Il gradiente socioeconomico gioca un ruolo centrale nell’insorgenza della patologia
«Una vera e propria responsabilità nell’incremento dei casi va invece cercata nella mancata regolamentazione dei criteri con cui vengono preparati gli alimenti venduti dalla grande distribuzione – ha affermato il medico –: so di essere provocatorio nel dirlo ma nei supermercati è possibile trovare anche dei prodotti di scarsissimo valore biologico e nutrizionale.
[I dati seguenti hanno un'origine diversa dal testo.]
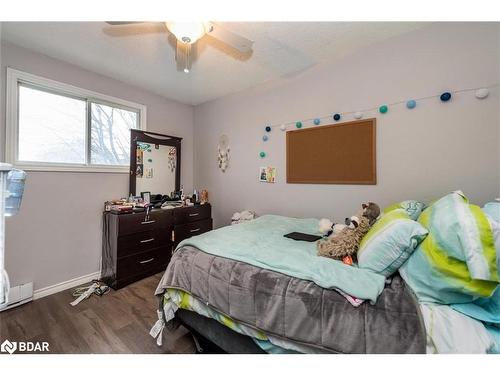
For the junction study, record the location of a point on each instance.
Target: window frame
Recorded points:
(16, 77)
Sarebbe opportuno che venissero imposti dei parametri di qualità alimentare più alti».
Ancora una volta, in mancanza di decisioni collettive che garantiscano che la produzione alimentare e la ristorazione siano tenuti a garantire un alto standard di qualità degli alimenti, è il livello culturale dei singoli a fare la differenza.
«Quando siamo ben informati, stiamo lontani da certi prodotti che si trovano in vendita – ha aggiunto Mendolicchio – se ci lasciamo guidare da difficoltà emotive nella scelte alimentari, finiremo con l’inserire troppo spesso nella nostra dieta prodotti altamente processati che, se consumati in determinate quantità, peggiorano la nostra salute».
Obesità e depressione
«Contrastare l’obesità vuol dire educare all’alimentazione, insegnando alle persone a riconoscere cosa è sano e cosa non lo è – ha spiegato lo psichiatra –. L’altro grande lavoro collettivo sta nell’educare al valore emotivo del cibo, per distinguere fra i bisogni del corpo e quelli della mente. Il 40 per cento dei casi affetti da obesità medio grave è in comorbidità con la depressione – ha concluso Mendolicchio –.
Il 40 per cento dei casi affetti da obesità medio grave è in comorbidità con la depressione
Gli esperti parlano di triade depressogena: l’obesità, l’insonnia e lo stato infiammatorio a cui il corpo è sottoposto si autoalimentano, generando un’altra grave ed invalidante patologia. Ecco perché è importante essere consapevoli di quanto salute mentale e obesità siano più che mai strettamente collegate».